A dozen Alaska schoolchildren were given floor sealant at breakfast this week because the product was accidentally delivered to a food-only warehouse and then mistaken for milk, school district officials said.

The Juneau School District said in a statement that an investigation by multiple agencies, including police, into the apparent mishap has revealed more information about what happened Tuesday.

The students attending a summer childcare program at Sitʼ Eeti Shaanáx̱ Glacier Valley Elementary School in Juneau were given the sealant Tuesday at breakfast, and started complaining about the taste and a burning sensation in their mouths and throats almost immediately, the school district said.

Twelve children and two adults each drank up to 3 ounces of the sealant. All 12 students were recovering Wednesday evening, and some had fully recovered, the district said.

The original error was traced back to the spring of 2021, when one pallet of the sealant was delivered to a school district food warehouse mistakenly at the same time as four pallets of shelf-stable milk, the district said.

This week, district contractor Nana Management Services "ran short on milk," the district said, and sent workers to the district's warehouse to retrieve more of it early on Tuesday.

Of three schools that each received one box of floor sealant mistaken for milk, only one used it: Sitʼ Eeti Shaanáx̱ Glacier Valley Elementary School, the district said.

Glacier Valley Elementary School in Juneau, Alaska. (Google Maps)
Glacier Valley Elementary School in Juneau, Alaska. (Google Maps)

The district has not named any of the individuals involved, but said one Nana Management Services worker poured the sealant as milk and other staffers put it on food trays.

"The NMS worker took the box of floor sealant and poured its contents into cups to be served at breakfast," the Juneau district said. "Breakfast was prepared by NMS staff and placed on food service trays, which students brought to a cafeteria table to eat."

The "slightly scented" liquid somewhat resembles milk, the district said.

It wasn't clear if workers involved in the mix-up would face discipline or other measures.

Nana Management Services disputed some of the district's narrative, saying that it ordered a new shipment of milk after the district's supply under a $100,000 grant ran out but it had not arrived, said Dawn Kimberlin, the contractor's vice president of marketing and communications.

A backup plan included bringing in milk by barge from Seattle, she said, but that delivery included the sealant, which the contractor believes was ordered by, or intended for, the district.

"They delivered floor sealant with food supplies which was not noted on the delivery slip," Kimberlin said by email. "NMS did not identify the sealant because it looked like 'milk,' and the district did not identify they were missing sealant."

The contractor also said packaging is in flux as a result of the pandemic's supply chain woes. While milk was usually in individual servings, handlers were used to seeing different shapes and sizes as solutions, making identification of the sealant amid milk more difficult, Kimberlin said.
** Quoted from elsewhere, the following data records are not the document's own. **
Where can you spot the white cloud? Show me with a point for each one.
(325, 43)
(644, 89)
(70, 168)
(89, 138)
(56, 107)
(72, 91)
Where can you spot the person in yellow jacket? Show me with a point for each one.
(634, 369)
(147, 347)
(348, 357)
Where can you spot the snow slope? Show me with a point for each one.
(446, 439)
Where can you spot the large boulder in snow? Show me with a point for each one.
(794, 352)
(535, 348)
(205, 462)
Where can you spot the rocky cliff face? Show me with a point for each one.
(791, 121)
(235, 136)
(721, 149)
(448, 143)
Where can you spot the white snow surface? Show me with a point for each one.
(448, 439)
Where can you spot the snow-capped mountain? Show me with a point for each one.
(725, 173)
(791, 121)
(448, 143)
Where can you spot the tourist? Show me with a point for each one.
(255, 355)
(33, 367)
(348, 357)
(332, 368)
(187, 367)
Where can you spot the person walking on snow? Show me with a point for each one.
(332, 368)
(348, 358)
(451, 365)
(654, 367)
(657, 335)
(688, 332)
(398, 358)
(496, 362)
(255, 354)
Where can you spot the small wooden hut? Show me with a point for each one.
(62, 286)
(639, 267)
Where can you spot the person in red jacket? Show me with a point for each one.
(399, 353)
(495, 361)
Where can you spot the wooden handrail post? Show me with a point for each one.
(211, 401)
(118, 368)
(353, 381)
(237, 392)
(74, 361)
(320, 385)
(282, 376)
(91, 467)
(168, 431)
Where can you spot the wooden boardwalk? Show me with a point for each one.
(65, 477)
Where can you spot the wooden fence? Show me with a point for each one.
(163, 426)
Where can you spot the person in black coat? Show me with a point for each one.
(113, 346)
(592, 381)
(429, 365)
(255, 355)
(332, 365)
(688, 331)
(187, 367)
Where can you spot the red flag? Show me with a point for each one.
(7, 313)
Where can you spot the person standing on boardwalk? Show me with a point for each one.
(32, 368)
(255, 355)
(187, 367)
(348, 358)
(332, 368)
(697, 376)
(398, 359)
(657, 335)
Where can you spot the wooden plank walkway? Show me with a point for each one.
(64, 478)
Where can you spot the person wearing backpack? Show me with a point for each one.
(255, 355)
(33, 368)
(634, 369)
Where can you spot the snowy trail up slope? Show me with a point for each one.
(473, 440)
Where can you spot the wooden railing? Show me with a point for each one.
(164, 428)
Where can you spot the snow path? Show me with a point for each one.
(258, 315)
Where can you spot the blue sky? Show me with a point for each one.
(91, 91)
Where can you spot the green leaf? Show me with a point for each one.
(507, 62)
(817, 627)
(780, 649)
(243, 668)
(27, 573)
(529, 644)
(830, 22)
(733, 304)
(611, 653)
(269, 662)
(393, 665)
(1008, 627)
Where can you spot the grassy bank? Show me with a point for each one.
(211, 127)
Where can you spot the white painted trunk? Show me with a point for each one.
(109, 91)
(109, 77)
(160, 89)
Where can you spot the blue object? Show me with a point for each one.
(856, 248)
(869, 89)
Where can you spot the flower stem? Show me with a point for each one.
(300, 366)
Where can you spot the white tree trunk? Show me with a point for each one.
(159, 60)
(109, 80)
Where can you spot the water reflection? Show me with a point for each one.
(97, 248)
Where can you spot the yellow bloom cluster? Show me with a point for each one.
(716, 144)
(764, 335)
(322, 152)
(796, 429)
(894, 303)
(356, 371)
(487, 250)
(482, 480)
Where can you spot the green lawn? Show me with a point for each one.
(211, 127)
"This is no excuse, but it sheds light on the work environment," she said.

The district is contending with fallout from the incident, and said some parents found out about the mix up from other parents, not from the district directly.

"The district is examining emergency communication protocols for quicker parent notification," it said.

The rest of the sealant has been removed from the warehouse, and state food safety officials have inspected the district's facilities, it said.

The investigation into what happened Tuesday is ongoing.